The Mixture of Western & Eastern Architecture

The architectural style of the early Nguyen dynasty was continued in North and Central Vietnam, though affected to some extent by Western architecture. This had resulted in some mixture that did not lack harmony or artistic value (e.g. the big pillars at Emperor Khai Dinh’s tomb or the main facade of the An Dinh Cung Palace in Hue as we see today). Yet, one should recognize the creativity and imagination of the Vietnamese masons in decorating the interior of the Palace with bits of ceramics and glass. In spite of the elements of a “hybrid” architecture, the Palace looks harmonious thanks to the combination of colors and Vietnam zed decorations of Western origin.

An Dinh Cung Palace - vietnam architecture under nguyen dynasty

Several pagodas in North Vietnam also expose some mixture of this kind. For example, the ceremonial hall of Co Le pagoda (Nam Dinh province) looks similar to that of a Catholic church. At Cua Ong Pagoda (Quang Ninh), the columns of the square pavilion are imitations of similar columns in European buildings (decorated with motifs of flowers and leaves on their upperparts, and dragons and phoenixes on their lower parts while the roofs are in the Vietnamese pattern).

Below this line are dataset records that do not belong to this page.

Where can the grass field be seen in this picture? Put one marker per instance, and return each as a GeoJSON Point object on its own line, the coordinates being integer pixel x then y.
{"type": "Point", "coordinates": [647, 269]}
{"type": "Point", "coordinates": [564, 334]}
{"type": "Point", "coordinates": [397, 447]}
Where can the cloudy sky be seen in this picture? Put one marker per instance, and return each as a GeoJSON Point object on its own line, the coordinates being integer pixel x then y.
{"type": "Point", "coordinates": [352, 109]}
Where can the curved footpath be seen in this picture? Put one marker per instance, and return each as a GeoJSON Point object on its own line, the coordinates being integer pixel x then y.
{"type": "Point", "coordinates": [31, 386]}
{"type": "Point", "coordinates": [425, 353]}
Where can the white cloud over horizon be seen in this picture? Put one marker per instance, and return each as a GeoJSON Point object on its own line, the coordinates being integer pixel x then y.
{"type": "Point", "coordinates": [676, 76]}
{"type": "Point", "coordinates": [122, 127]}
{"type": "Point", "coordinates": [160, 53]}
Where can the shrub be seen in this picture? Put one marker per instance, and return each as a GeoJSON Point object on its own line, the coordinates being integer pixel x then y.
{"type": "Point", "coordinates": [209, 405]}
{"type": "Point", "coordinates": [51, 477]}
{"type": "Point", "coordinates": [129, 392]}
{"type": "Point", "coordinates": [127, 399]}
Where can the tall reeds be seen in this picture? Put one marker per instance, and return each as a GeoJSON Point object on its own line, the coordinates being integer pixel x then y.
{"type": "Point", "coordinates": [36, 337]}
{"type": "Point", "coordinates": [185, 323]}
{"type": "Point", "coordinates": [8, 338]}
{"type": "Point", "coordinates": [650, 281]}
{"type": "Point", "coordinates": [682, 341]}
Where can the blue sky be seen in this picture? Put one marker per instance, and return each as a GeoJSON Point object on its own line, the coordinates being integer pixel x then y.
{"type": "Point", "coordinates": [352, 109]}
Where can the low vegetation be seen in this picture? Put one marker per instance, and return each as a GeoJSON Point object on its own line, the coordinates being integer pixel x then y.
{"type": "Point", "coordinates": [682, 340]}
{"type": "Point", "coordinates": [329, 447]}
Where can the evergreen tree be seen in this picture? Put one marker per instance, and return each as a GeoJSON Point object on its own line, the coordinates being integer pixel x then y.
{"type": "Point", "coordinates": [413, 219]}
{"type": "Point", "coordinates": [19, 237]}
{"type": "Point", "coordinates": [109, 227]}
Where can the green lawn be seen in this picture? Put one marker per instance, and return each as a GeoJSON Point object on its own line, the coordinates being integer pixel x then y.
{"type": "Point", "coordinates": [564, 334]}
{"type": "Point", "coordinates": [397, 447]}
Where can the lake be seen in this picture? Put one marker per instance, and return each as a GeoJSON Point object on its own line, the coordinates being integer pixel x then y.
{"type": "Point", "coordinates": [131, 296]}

As mentioned above, Western architecture is represented in Vietnam by various types of buildings, which catered to the needs of French rulers, businessmen, and French citizens of Vietnamese origin. This architecture came to Vietnam in different styles: Gothic, ancient and modem French, and European. Some buildings adhere to a specific style and some involve a combination of various styles. The Western architectural styles were introduced into Vietnam at different periods of time, modified according to the political, economic, and social conditions of Indochina and the world, as well as to the aesthetic tastes and whims of the French owners.

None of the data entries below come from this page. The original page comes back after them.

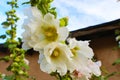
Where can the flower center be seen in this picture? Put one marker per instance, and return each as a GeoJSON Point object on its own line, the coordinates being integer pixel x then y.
{"type": "Point", "coordinates": [55, 53]}
{"type": "Point", "coordinates": [50, 33]}
{"type": "Point", "coordinates": [74, 50]}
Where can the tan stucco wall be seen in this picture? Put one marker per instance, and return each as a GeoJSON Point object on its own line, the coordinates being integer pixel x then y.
{"type": "Point", "coordinates": [104, 51]}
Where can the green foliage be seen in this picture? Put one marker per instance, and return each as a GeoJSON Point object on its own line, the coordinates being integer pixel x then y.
{"type": "Point", "coordinates": [59, 77]}
{"type": "Point", "coordinates": [44, 6]}
{"type": "Point", "coordinates": [3, 36]}
{"type": "Point", "coordinates": [106, 77]}
{"type": "Point", "coordinates": [64, 22]}
{"type": "Point", "coordinates": [17, 66]}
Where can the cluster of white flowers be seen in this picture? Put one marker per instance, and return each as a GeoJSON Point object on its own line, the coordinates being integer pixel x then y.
{"type": "Point", "coordinates": [43, 34]}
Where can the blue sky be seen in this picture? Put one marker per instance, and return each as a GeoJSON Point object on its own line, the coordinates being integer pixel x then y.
{"type": "Point", "coordinates": [81, 13]}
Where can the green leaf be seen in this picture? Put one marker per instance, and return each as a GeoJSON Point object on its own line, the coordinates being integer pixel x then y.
{"type": "Point", "coordinates": [116, 62]}
{"type": "Point", "coordinates": [11, 77]}
{"type": "Point", "coordinates": [63, 22]}
{"type": "Point", "coordinates": [5, 24]}
{"type": "Point", "coordinates": [3, 36]}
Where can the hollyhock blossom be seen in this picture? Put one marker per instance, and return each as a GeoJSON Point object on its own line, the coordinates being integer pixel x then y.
{"type": "Point", "coordinates": [41, 30]}
{"type": "Point", "coordinates": [56, 57]}
{"type": "Point", "coordinates": [94, 67]}
{"type": "Point", "coordinates": [81, 47]}
{"type": "Point", "coordinates": [82, 59]}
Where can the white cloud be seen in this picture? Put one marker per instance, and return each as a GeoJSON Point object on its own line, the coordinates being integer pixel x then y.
{"type": "Point", "coordinates": [93, 11]}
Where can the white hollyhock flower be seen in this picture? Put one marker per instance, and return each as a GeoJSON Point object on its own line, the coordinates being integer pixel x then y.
{"type": "Point", "coordinates": [56, 57]}
{"type": "Point", "coordinates": [82, 57]}
{"type": "Point", "coordinates": [41, 30]}
{"type": "Point", "coordinates": [81, 47]}
{"type": "Point", "coordinates": [94, 67]}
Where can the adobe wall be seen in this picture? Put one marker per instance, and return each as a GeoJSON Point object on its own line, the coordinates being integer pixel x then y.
{"type": "Point", "coordinates": [103, 48]}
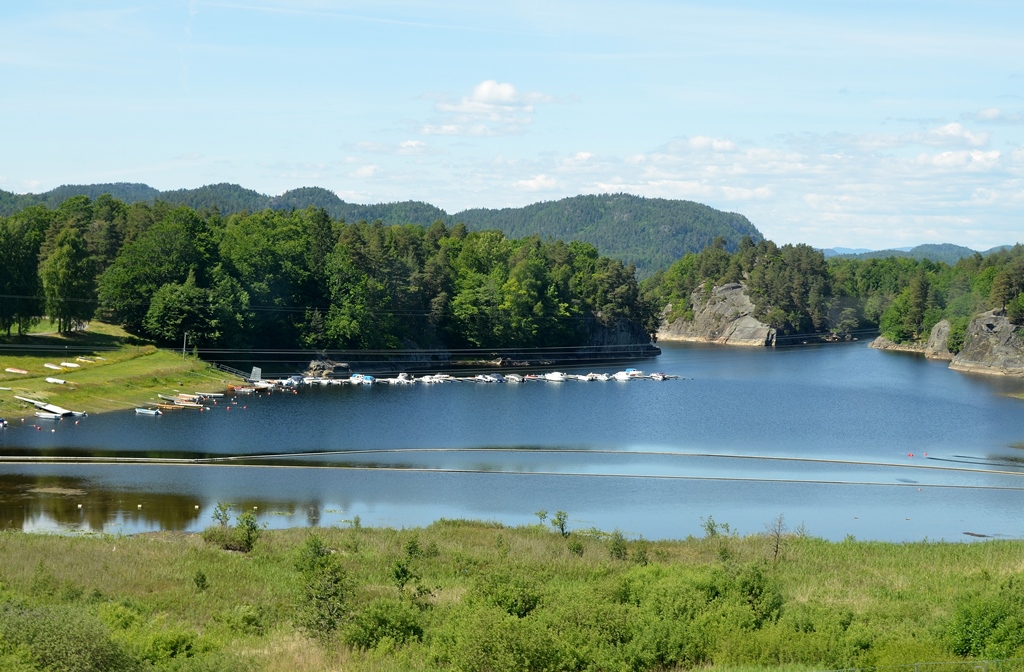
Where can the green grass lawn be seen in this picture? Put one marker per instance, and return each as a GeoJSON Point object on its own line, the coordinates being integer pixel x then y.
{"type": "Point", "coordinates": [467, 595]}
{"type": "Point", "coordinates": [118, 371]}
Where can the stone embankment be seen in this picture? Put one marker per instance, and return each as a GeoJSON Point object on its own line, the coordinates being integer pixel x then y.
{"type": "Point", "coordinates": [991, 345]}
{"type": "Point", "coordinates": [725, 316]}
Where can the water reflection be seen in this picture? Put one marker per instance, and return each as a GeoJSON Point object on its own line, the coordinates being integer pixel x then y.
{"type": "Point", "coordinates": [846, 439]}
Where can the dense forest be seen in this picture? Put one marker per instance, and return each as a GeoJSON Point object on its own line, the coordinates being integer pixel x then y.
{"type": "Point", "coordinates": [945, 252]}
{"type": "Point", "coordinates": [796, 290]}
{"type": "Point", "coordinates": [647, 233]}
{"type": "Point", "coordinates": [301, 279]}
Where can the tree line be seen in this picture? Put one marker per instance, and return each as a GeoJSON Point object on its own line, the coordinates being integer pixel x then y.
{"type": "Point", "coordinates": [797, 290]}
{"type": "Point", "coordinates": [302, 279]}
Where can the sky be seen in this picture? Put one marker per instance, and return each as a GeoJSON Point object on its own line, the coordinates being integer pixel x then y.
{"type": "Point", "coordinates": [838, 124]}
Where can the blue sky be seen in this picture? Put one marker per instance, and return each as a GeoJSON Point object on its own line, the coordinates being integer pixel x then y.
{"type": "Point", "coordinates": [866, 124]}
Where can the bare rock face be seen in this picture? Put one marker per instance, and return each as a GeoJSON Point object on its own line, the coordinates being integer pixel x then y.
{"type": "Point", "coordinates": [726, 317]}
{"type": "Point", "coordinates": [883, 343]}
{"type": "Point", "coordinates": [992, 344]}
{"type": "Point", "coordinates": [938, 342]}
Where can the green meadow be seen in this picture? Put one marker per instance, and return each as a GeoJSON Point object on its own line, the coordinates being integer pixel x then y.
{"type": "Point", "coordinates": [120, 372]}
{"type": "Point", "coordinates": [470, 595]}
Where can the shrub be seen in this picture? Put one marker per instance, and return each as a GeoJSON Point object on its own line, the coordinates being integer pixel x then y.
{"type": "Point", "coordinates": [488, 640]}
{"type": "Point", "coordinates": [989, 625]}
{"type": "Point", "coordinates": [326, 588]}
{"type": "Point", "coordinates": [617, 548]}
{"type": "Point", "coordinates": [394, 620]}
{"type": "Point", "coordinates": [514, 595]}
{"type": "Point", "coordinates": [62, 638]}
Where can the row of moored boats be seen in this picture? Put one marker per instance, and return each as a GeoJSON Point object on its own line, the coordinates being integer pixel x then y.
{"type": "Point", "coordinates": [407, 379]}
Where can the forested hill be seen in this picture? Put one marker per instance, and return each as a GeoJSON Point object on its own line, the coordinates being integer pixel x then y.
{"type": "Point", "coordinates": [648, 233]}
{"type": "Point", "coordinates": [946, 252]}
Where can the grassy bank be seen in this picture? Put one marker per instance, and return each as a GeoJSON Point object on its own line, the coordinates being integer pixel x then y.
{"type": "Point", "coordinates": [115, 371]}
{"type": "Point", "coordinates": [466, 595]}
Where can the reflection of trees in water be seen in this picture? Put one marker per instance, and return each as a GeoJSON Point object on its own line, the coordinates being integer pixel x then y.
{"type": "Point", "coordinates": [26, 502]}
{"type": "Point", "coordinates": [29, 502]}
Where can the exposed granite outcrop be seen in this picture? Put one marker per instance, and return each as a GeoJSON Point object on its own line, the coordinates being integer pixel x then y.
{"type": "Point", "coordinates": [725, 316]}
{"type": "Point", "coordinates": [883, 343]}
{"type": "Point", "coordinates": [993, 345]}
{"type": "Point", "coordinates": [938, 342]}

But the designers of Western-style buildings were also keen to learn from Asian architecture with a view to making the constructions more suited to the conditions of a hot and humid tropical climate. As a result, they adopted the traditional steep and curving roof covered with tube tiles and decorations, stylized images on the edges, and ends of the pitch roofs. Steep roofs were also installed above windows and doors.

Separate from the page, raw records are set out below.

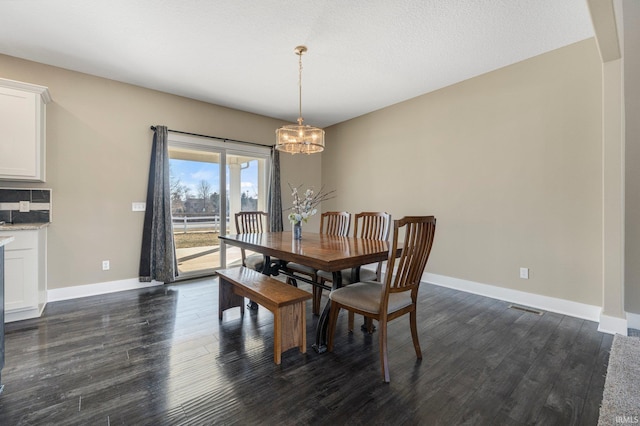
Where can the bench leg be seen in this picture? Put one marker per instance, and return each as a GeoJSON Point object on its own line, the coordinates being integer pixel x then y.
{"type": "Point", "coordinates": [227, 298]}
{"type": "Point", "coordinates": [290, 330]}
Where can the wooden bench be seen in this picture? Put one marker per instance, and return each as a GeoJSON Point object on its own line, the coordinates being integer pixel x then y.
{"type": "Point", "coordinates": [285, 301]}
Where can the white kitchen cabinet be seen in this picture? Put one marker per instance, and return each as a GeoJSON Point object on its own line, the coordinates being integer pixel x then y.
{"type": "Point", "coordinates": [22, 130]}
{"type": "Point", "coordinates": [25, 268]}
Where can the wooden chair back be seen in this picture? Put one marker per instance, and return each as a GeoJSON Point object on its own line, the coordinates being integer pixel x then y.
{"type": "Point", "coordinates": [335, 223]}
{"type": "Point", "coordinates": [372, 225]}
{"type": "Point", "coordinates": [252, 222]}
{"type": "Point", "coordinates": [404, 272]}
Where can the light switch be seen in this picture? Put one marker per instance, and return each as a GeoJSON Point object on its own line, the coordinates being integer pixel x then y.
{"type": "Point", "coordinates": [138, 207]}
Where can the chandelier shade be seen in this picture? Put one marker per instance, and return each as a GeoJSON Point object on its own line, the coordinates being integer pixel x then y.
{"type": "Point", "coordinates": [300, 138]}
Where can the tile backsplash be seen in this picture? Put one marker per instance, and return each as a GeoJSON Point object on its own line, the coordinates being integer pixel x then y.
{"type": "Point", "coordinates": [35, 203]}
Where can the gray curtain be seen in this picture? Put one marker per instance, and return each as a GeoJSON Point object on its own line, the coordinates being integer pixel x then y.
{"type": "Point", "coordinates": [158, 254]}
{"type": "Point", "coordinates": [275, 194]}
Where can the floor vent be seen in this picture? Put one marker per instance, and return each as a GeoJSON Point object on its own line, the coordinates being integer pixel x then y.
{"type": "Point", "coordinates": [530, 310]}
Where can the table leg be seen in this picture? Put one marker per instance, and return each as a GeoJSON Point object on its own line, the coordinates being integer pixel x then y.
{"type": "Point", "coordinates": [320, 346]}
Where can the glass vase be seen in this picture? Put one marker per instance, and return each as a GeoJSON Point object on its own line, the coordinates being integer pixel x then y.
{"type": "Point", "coordinates": [297, 231]}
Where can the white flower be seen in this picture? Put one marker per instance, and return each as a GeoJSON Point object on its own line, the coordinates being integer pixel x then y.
{"type": "Point", "coordinates": [302, 210]}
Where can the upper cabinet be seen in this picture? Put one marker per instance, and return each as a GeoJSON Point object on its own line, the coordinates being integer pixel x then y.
{"type": "Point", "coordinates": [22, 130]}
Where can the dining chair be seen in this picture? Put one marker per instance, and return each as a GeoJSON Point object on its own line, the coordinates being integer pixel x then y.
{"type": "Point", "coordinates": [331, 223]}
{"type": "Point", "coordinates": [252, 222]}
{"type": "Point", "coordinates": [371, 226]}
{"type": "Point", "coordinates": [398, 294]}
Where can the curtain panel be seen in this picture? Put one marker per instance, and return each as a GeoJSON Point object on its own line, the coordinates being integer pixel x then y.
{"type": "Point", "coordinates": [275, 194]}
{"type": "Point", "coordinates": [158, 255]}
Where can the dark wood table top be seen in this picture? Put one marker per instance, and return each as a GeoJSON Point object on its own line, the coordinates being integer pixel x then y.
{"type": "Point", "coordinates": [319, 251]}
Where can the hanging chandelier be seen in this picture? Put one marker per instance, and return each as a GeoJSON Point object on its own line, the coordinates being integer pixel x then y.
{"type": "Point", "coordinates": [300, 138]}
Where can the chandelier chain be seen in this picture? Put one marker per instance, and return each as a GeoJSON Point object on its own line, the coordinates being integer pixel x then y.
{"type": "Point", "coordinates": [300, 119]}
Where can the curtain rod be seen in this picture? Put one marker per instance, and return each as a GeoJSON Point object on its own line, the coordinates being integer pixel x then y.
{"type": "Point", "coordinates": [215, 137]}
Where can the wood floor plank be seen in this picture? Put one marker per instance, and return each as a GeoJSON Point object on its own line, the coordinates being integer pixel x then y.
{"type": "Point", "coordinates": [160, 356]}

They also adopted some elements and decorative motifs of traditional Vietnamese architecture, such as the stylized Han ideogram “longevity” on the main facade, the old “Fairy” motif (Co Tien) on the balustrade. Illustrations are the Office of the General Department of Physical Education and Sports

Tran Phu street, Hanoi, the Office of the Editorial Board of the Army Literature Review (Ly Nam De street, Hanoi) whose roofs and numerous architectural components are imitations of old Chinese architecture. Buildings designed by French-trained Vietnamese architects are closer to traditional Vietnamese architecture (the office of the Foreign Ministry in Chu Van An street, Hanoi, for example, has many steep tiled roofs covering the main body of the house and its windows, ventilation holes in the ceiling, two-layer windows and doors, thick brick walls).

vietnam architecture under nguyen dynasty

The Traditional Vietnamese Architecture under Nguyen Dynasty

The traditional architecture of Vietnamese feudal dynasties had no designs and drawings. The construction of palaces, pagodas, and houses was done in accordance with personal experience and traditions and drawing confined to decorations and decorative motifs. Unlike it, Western architecture had an academic character with buildings designed by duly trained architects.

Traditional Vietnamese architecture uses wood as the main building material, brick walls playing a subsidiary role. But Western architecture uses mainly bricks and tiles with steel and concrete (in the structure of floor and roof). During the colonial period, modem architecture involved box-like buildings with flat cement roofs, a system of reinforced concrete columns and frames, and large glass windows spanning the whole body of the building. (Ba Dinh, near the Ho Chi Minh Mausoleum in Hanoi).

Traditional Vietnamese architecture based on wood, bricks, and tiles played a dominant role in Vietnamese cities and towns prior to 1884. It had to give way to Western architecture during the 1884-1945 period (brick, tiles, steel, concrete).